Analysis of Ca²⁺ transients in ICC-MY. (A) Representative image of an ICC-MY network from the small intestine of a Kit-Cre-GCaMP3 mouse imaged at 60× magnification. (B) Image taken from the video shown in A after a differential of Δt = ±66–70 ms and a Gaussian filter of 1.5 × 1.5 µm, StdDev 1.0 was applied.
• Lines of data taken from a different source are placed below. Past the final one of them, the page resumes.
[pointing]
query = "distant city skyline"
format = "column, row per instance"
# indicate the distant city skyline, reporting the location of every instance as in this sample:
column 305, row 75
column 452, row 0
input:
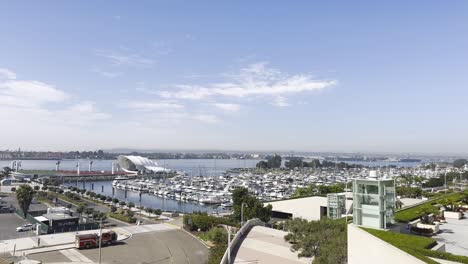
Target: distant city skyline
column 235, row 76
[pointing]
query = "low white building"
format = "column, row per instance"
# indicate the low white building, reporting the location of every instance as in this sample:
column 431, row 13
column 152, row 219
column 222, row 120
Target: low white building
column 308, row 208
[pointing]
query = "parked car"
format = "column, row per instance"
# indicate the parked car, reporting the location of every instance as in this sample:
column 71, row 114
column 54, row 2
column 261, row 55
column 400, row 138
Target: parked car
column 5, row 209
column 26, row 227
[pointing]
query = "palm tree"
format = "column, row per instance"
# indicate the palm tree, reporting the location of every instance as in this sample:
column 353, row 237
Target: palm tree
column 24, row 195
column 398, row 204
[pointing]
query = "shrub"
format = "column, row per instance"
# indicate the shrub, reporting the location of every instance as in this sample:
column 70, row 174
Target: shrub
column 204, row 222
column 124, row 218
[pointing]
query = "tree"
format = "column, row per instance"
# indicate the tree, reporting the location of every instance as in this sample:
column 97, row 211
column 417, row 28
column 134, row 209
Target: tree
column 398, row 204
column 459, row 163
column 80, row 209
column 262, row 165
column 253, row 208
column 88, row 211
column 294, row 163
column 324, row 239
column 6, row 171
column 24, row 195
column 149, row 211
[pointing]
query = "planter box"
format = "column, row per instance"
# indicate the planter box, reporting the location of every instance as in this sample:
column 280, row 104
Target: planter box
column 453, row 215
column 435, row 228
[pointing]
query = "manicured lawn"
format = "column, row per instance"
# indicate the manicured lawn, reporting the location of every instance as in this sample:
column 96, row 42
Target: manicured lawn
column 121, row 217
column 413, row 213
column 417, row 246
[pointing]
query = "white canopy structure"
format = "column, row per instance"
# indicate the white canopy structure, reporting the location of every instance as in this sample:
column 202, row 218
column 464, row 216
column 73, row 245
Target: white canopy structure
column 136, row 164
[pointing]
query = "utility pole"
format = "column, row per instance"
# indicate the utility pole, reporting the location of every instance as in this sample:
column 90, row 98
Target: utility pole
column 100, row 239
column 242, row 214
column 229, row 244
column 445, row 181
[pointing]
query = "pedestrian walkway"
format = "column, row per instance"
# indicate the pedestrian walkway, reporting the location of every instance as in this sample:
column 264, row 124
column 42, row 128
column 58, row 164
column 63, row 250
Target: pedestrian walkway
column 131, row 230
column 266, row 245
column 52, row 242
column 75, row 256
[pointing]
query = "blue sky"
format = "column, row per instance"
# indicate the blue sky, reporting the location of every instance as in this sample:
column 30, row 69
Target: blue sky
column 235, row 75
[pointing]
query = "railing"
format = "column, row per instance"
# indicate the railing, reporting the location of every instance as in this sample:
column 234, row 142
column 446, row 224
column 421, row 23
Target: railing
column 242, row 231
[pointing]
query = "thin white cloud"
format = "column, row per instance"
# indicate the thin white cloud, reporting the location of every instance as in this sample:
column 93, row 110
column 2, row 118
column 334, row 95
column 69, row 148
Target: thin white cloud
column 252, row 81
column 206, row 118
column 120, row 58
column 228, row 107
column 153, row 105
column 7, row 74
column 107, row 74
column 280, row 101
column 33, row 101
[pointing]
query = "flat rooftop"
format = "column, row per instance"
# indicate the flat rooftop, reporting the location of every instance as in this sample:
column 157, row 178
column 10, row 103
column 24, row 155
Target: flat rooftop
column 454, row 235
column 266, row 245
column 59, row 216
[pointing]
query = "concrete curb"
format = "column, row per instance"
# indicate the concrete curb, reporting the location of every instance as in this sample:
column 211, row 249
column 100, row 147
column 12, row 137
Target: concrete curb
column 197, row 238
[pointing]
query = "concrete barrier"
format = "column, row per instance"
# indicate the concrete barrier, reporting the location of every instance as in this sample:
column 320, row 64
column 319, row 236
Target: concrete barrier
column 453, row 215
column 242, row 231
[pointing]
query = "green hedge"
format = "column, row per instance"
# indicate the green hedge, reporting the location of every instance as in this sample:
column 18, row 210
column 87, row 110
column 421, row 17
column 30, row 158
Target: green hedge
column 413, row 213
column 419, row 247
column 121, row 217
column 205, row 222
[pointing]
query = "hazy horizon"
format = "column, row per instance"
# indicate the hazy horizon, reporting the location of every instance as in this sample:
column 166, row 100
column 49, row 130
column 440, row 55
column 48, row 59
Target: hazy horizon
column 259, row 76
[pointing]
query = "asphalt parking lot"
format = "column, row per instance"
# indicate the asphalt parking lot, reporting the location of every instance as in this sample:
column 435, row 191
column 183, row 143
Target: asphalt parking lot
column 8, row 224
column 173, row 246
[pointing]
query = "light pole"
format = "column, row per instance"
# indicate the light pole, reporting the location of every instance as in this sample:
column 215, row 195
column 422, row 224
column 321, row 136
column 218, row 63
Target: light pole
column 445, row 182
column 100, row 240
column 242, row 213
column 229, row 244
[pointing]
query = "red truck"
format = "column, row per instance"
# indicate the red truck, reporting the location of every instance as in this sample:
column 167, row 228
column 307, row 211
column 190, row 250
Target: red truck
column 92, row 240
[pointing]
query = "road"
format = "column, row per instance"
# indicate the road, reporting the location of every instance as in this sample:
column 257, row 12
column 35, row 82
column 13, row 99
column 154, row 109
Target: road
column 168, row 246
column 97, row 207
column 8, row 224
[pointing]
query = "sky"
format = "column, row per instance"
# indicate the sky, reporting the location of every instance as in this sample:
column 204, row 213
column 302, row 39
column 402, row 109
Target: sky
column 347, row 76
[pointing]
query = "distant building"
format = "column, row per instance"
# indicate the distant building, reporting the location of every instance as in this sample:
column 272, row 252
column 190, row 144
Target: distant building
column 373, row 202
column 59, row 218
column 138, row 164
column 308, row 208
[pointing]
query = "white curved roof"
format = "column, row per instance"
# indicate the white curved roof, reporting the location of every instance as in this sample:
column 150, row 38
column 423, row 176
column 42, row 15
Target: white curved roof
column 141, row 161
column 133, row 164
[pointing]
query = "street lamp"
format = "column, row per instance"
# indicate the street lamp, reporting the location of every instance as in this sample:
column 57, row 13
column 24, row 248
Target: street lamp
column 242, row 213
column 445, row 182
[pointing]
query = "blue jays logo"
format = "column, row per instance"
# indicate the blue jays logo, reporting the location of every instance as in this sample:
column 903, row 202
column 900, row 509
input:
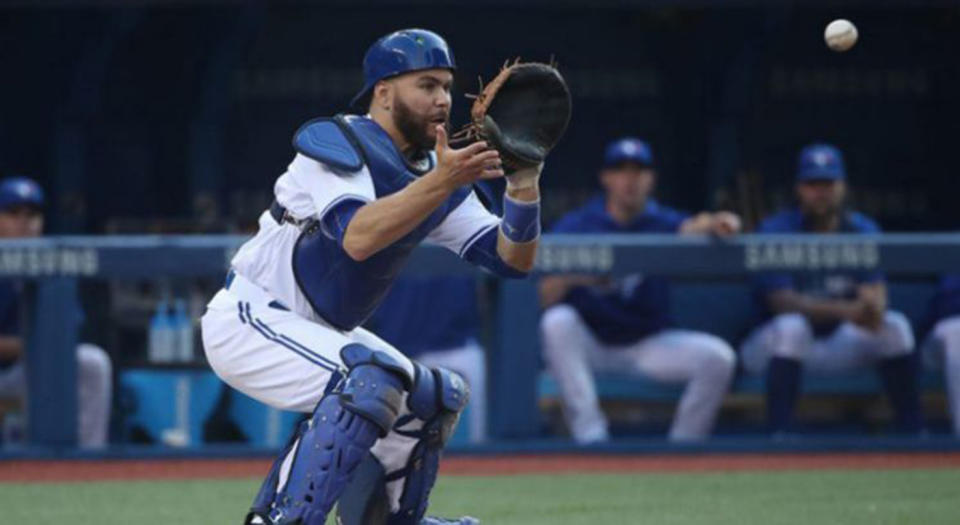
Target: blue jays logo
column 822, row 158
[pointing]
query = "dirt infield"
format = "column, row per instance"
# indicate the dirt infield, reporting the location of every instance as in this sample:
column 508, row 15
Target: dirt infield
column 79, row 471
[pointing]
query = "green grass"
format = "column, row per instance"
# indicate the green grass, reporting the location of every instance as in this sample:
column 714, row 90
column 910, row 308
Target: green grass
column 928, row 497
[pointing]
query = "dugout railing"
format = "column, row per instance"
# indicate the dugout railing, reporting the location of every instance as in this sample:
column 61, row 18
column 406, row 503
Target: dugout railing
column 52, row 267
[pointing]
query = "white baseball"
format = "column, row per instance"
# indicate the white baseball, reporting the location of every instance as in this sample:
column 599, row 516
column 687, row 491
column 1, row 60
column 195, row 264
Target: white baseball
column 840, row 35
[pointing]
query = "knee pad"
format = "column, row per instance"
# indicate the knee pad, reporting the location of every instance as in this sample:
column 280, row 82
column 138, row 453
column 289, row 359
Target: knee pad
column 375, row 385
column 437, row 397
column 343, row 428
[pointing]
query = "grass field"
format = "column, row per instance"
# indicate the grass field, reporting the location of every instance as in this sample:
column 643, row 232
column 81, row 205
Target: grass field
column 926, row 497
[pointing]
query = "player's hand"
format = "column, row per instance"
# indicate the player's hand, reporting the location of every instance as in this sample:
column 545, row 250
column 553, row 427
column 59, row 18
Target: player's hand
column 725, row 224
column 459, row 167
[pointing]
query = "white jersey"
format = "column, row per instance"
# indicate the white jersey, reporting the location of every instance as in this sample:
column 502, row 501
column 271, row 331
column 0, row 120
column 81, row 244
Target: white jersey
column 308, row 190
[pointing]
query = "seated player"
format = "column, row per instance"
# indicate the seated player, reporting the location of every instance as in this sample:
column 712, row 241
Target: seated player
column 597, row 324
column 829, row 321
column 941, row 350
column 436, row 320
column 21, row 215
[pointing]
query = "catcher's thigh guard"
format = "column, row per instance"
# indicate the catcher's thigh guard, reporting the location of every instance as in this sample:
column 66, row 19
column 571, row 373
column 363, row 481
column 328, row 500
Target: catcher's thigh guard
column 344, row 426
column 438, row 397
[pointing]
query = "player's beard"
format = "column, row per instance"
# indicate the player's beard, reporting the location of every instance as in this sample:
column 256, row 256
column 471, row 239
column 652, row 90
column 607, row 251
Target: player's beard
column 414, row 127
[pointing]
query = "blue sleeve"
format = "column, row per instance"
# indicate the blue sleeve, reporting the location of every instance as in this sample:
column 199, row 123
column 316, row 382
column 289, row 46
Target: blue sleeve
column 9, row 309
column 863, row 224
column 334, row 222
column 483, row 253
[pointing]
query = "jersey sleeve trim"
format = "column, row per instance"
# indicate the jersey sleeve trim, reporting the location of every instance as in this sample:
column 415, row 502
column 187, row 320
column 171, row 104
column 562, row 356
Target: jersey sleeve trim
column 473, row 238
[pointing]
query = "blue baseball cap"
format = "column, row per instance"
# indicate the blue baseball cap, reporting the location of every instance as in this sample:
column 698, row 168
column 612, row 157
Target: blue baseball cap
column 820, row 162
column 402, row 52
column 20, row 191
column 628, row 149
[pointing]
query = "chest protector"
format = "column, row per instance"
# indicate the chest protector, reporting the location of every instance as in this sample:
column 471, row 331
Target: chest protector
column 342, row 291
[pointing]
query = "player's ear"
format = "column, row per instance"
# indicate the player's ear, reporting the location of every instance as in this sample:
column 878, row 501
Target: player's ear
column 383, row 95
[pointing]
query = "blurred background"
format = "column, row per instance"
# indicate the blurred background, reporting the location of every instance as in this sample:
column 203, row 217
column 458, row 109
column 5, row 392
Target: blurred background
column 175, row 117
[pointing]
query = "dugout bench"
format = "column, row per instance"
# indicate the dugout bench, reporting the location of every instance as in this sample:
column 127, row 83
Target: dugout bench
column 53, row 265
column 726, row 309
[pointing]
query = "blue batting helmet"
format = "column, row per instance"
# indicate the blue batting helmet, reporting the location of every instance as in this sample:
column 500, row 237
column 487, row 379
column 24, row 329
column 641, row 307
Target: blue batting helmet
column 20, row 191
column 402, row 52
column 628, row 149
column 820, row 162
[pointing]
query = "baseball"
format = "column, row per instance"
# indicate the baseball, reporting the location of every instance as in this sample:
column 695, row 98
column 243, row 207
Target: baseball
column 840, row 35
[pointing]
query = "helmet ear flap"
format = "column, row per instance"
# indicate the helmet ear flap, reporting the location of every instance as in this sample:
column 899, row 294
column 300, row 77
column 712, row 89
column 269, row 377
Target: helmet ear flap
column 398, row 53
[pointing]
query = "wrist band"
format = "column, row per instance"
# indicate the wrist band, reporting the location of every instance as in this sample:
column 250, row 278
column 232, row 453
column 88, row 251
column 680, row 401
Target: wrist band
column 521, row 220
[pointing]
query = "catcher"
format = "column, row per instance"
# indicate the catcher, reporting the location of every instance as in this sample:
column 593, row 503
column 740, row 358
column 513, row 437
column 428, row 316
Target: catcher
column 360, row 195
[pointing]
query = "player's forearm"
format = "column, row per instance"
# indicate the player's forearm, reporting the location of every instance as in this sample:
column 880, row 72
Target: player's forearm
column 519, row 255
column 11, row 347
column 815, row 309
column 382, row 222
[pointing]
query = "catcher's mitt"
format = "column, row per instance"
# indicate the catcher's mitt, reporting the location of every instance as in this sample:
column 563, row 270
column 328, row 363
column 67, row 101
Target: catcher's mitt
column 522, row 113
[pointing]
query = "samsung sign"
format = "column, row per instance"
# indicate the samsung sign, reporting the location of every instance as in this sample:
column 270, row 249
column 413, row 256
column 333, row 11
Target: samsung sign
column 860, row 255
column 39, row 262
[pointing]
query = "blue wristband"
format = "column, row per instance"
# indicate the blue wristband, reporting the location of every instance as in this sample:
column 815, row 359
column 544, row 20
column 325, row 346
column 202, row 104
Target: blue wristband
column 521, row 220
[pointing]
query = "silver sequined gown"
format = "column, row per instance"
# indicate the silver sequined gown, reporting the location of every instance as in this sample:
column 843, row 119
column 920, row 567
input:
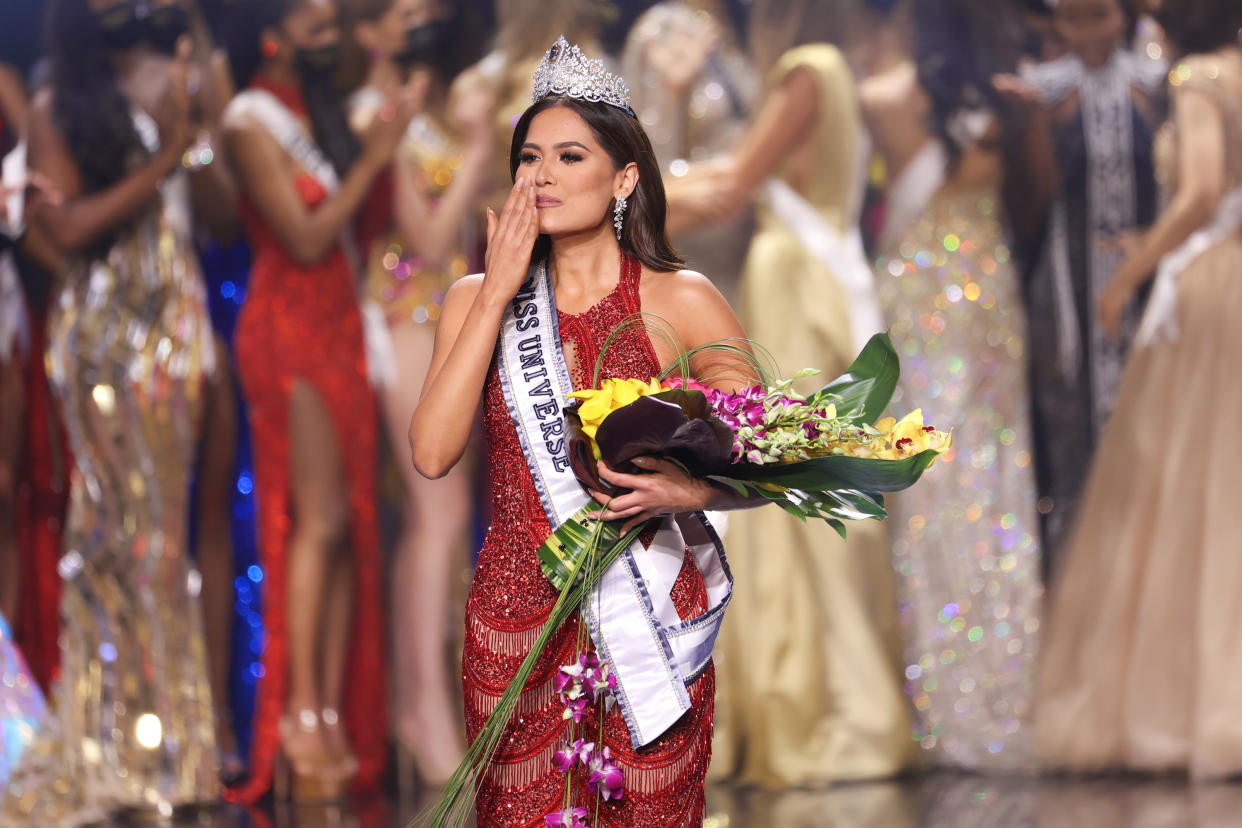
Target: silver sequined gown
column 965, row 541
column 128, row 348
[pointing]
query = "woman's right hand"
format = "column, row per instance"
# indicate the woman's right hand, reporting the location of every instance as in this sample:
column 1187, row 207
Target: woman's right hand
column 173, row 114
column 511, row 240
column 388, row 127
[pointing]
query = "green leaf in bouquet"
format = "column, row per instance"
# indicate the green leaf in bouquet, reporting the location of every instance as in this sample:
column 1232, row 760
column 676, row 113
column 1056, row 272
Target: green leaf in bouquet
column 841, row 472
column 868, row 385
column 589, row 549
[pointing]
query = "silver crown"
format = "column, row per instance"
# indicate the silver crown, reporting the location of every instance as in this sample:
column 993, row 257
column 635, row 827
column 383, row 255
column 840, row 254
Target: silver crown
column 566, row 71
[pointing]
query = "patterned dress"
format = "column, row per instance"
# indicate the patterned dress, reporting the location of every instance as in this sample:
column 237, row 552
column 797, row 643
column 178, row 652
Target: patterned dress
column 511, row 600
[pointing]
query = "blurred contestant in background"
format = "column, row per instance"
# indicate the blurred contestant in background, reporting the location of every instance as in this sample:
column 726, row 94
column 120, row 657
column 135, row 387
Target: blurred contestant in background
column 1097, row 107
column 129, row 346
column 966, row 550
column 303, row 363
column 693, row 90
column 421, row 250
column 810, row 688
column 1142, row 667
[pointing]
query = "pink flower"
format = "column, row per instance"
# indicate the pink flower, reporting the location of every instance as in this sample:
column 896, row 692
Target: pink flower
column 575, row 709
column 568, row 818
column 602, row 683
column 580, row 751
column 606, row 778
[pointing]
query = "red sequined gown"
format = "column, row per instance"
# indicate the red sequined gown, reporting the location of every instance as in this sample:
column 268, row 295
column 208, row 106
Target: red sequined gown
column 511, row 600
column 302, row 323
column 42, row 500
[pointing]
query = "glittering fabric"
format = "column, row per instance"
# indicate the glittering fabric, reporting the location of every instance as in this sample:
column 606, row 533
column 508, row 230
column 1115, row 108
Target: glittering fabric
column 21, row 704
column 302, row 324
column 509, row 602
column 42, row 502
column 965, row 544
column 132, row 725
column 405, row 287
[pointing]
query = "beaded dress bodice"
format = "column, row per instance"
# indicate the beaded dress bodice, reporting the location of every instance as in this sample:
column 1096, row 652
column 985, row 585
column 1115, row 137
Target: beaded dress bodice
column 511, row 600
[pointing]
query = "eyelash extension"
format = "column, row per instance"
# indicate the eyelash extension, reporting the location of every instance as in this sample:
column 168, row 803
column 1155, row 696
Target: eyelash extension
column 565, row 158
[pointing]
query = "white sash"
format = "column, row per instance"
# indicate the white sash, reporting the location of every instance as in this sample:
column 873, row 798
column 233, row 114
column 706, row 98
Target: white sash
column 266, row 109
column 174, row 193
column 1160, row 318
column 631, row 615
column 13, row 306
column 840, row 252
column 913, row 189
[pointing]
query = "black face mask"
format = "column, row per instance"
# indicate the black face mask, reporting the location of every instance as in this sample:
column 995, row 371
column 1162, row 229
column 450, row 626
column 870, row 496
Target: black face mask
column 165, row 26
column 318, row 62
column 121, row 29
column 429, row 45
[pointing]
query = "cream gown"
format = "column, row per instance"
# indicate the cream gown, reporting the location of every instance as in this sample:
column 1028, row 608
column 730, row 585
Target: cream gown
column 965, row 540
column 809, row 659
column 1143, row 664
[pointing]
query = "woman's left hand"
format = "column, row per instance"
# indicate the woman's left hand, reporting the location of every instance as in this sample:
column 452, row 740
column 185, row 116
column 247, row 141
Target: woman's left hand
column 665, row 489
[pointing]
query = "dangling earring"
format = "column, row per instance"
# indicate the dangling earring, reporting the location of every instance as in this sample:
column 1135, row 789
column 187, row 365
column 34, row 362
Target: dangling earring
column 619, row 215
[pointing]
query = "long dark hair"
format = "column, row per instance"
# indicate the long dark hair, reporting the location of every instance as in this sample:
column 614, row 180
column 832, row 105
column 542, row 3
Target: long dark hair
column 326, row 104
column 1197, row 26
column 88, row 107
column 959, row 45
column 624, row 139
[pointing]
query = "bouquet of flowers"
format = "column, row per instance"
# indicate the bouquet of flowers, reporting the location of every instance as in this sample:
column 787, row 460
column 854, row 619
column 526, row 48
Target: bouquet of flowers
column 827, row 456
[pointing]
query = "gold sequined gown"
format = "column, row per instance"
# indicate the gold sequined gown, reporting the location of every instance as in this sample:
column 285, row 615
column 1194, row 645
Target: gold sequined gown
column 398, row 279
column 1143, row 664
column 965, row 540
column 809, row 661
column 131, row 725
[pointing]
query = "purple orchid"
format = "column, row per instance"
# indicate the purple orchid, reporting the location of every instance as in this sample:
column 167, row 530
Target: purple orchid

Scale bar in B applies to A, B, and D–G. (C) Traces of particle count and mean particle size in a thresholding protocol to eliminate noise in the video shown in A (see Materials and methods section Calcium transient analysis for detailed protocol). (D) Image taken from the video in B after thresholding was completed with particles above threshold (thresholding protocol shown in C) shown in red. (E) Representative image from the coordinate-based Ca²⁺ particle file created from the thresholded video in D. (F) Representative image taken from the particle file of E after a criteria of >6 µm² (diameter ∼2 µm or smaller) was applied; particles above this limit are flagged as purple particles and considered valid PTCLs. (G) Heat map showing the total PTCLs for an entire recording summated with colors representing percentage of occurrence throughout the video (warm colors indicate increased occurrence at that location). (H) Activity traces for PTCLs for the duration of recording from the entire FOV for the representative example shown in A–G. Traces are shown for PTCL area (dark blue) and PTCL count (brown).